[Python-apps-team] Bug#735837: python-html5lib 0.999-2 breaks planet-venus
Michael Stapelberg
stapelberg at debian.org
Fri Jan 17 20:34:54 UTC 2014
Package: python-html5lib
Version: 0.999-2
Severity: important
(Filing this as “important” since it breaks the entire package for my
use case and a reverse dependency, feel free to downgrade severity).
python-html5lib seems to have changed its API in the 0.999 upstream
release.
I get the following error when running planet-venus:
ERROR:planet.runner:Error processing http://blogs.noname-ev.de/commandline-tools/feeds/index.rss2
ERROR:planet.runner:AttributeError: 'module' object has no attribute 'TreeBuilder'
ERROR:planet.runner: File "/usr/lib/pymodules/python2.7/planet/spider.py", line 472, in spiderPlanet
writeCache(uri, feed_info, data)
ERROR:planet.runner: File "/usr/lib/pymodules/python2.7/planet/spider.py", line 279, in writeCache
reconstitute.source(xdoc.documentElement,data.feed,data.bozo,data.version)
ERROR:planet.runner: File "/usr/lib/pymodules/python2.7/planet/reconstitute.py", line 231, in source
content(xsource, 'subtitle', source.get('subtitle_detail',None), bozo)
ERROR:planet.runner: File "/usr/lib/pymodules/python2.7/planet/reconstitute.py", line 167, in content
parser = html5parser.HTMLParser(tree=dom.TreeBuilder)
This error can be addressed by patching planet-venus as follows:
--- i/planet/reconstitute.py
+++ w/planet/reconstitute.py
@@ -18,6 +18,7 @@ from xml.sax.saxutils import escape
from xml.dom import minidom, Node
from html5lib import html5parser
from html5lib.treebuilders import dom
+from html5lib import treebuilders
import planet, config
try:
@@ -164,7 +165,7 @@ def content(xentry, name, detail, bozo):
bozo=1
if detail.type.find('xhtml')<0 or bozo:
- parser = html5parser.HTMLParser(tree=dom.TreeBuilder)
+ parser = html5parser.HTMLParser(tree=treebuilders.getTreeBuilder("dom"))
html = parser.parse(xdiv % detail.value, encoding="utf-8")
for body in html.documentElement.childNodes:
if body.nodeType != Node.ELEMENT_NODE: continue
But, even after that is fixed, there are errors which I wasn’t able to
fix:
ERROR:planet.runner:Error processing https://raumzeitlabor.de/feed/
ERROR:planet.runner:AttributeError: 'module' object has no attribute 'XHTMLSerializer'
ERROR:planet.runner: File "/usr/lib/pymodules/python2.7/planet/spider.py", line 472, in spiderPlanet
writeCache(uri, feed_info, data)
ERROR:planet.runner: File "/usr/lib/pymodules/python2.7/planet/spider.py", line 166, in writeCache
scrub.scrub(feed_uri, data)
ERROR:planet.runner: File "/usr/lib/pymodules/python2.7/planet/scrub.py", line 137, in scrub
xhtml = serializer.XHTMLSerializer(inject_meta_charset = False)
The XHTMLSerializer seems to be gone entirely.
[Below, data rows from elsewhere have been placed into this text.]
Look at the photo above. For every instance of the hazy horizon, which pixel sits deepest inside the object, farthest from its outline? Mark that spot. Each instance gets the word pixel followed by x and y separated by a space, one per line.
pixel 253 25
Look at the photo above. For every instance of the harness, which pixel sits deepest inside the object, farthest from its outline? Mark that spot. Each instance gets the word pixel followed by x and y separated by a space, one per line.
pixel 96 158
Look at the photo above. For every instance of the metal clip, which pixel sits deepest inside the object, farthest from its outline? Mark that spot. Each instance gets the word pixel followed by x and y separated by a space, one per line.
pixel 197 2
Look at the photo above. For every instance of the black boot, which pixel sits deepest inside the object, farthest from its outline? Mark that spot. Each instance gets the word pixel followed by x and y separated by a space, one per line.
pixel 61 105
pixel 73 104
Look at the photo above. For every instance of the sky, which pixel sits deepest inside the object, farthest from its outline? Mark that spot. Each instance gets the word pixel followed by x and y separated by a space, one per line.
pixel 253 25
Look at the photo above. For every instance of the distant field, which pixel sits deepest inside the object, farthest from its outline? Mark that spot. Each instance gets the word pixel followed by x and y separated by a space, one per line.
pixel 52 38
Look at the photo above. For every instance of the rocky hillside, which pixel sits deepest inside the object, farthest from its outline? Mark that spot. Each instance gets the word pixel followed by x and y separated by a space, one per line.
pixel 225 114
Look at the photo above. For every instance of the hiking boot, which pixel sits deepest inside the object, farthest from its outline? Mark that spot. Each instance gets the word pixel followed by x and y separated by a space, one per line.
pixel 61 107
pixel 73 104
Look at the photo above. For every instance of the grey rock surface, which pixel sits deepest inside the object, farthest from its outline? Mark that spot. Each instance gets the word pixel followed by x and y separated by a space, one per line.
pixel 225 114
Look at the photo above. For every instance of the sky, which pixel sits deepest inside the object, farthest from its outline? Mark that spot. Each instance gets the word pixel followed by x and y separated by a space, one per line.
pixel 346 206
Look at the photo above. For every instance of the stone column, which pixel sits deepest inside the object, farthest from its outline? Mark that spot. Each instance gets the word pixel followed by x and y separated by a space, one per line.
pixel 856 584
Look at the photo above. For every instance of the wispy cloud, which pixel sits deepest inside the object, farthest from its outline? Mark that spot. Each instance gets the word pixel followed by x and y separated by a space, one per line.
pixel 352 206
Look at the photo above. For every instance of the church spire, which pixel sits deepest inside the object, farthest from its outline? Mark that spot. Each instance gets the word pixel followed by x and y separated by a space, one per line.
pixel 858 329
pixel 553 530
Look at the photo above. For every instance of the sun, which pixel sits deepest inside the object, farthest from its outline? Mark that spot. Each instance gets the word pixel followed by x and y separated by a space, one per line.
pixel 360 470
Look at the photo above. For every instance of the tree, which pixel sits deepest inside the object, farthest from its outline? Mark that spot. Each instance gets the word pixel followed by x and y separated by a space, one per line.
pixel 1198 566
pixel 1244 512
I am not sure whether the
HTMLSerializer is enough for what planet-venus does. Just using that did
not work for me, though, I get exceptions with this patch:
--- i/planet/scrub.py
+++ w/planet/scrub.py
@@ -131,10 +131,11 @@ def scrub(feed_uri, data):
# Run this through HTML5's serializer
from html5lib import html5parser, sanitizer, treebuilders
from html5lib import treewalkers, serializer
+ from html5lib.serializer import HTMLSerializer
p = html5parser.HTMLParser(tokenizer=sanitizer.HTMLSanitizer,
tree=treebuilders.getTreeBuilder('dom'))
doc = p.parseFragment(node.value, encoding='utf-8')
- xhtml = serializer.XHTMLSerializer(inject_meta_charset = False)
+ xhtml = HTMLSerializer(inject_meta_charset = False)
walker = treewalkers.getTreeWalker('dom')
- tree = xhtml.serialize(walker(doc), encoding='utf-8')
+ tree = xhtml.render(walker(doc), encoding='utf-8')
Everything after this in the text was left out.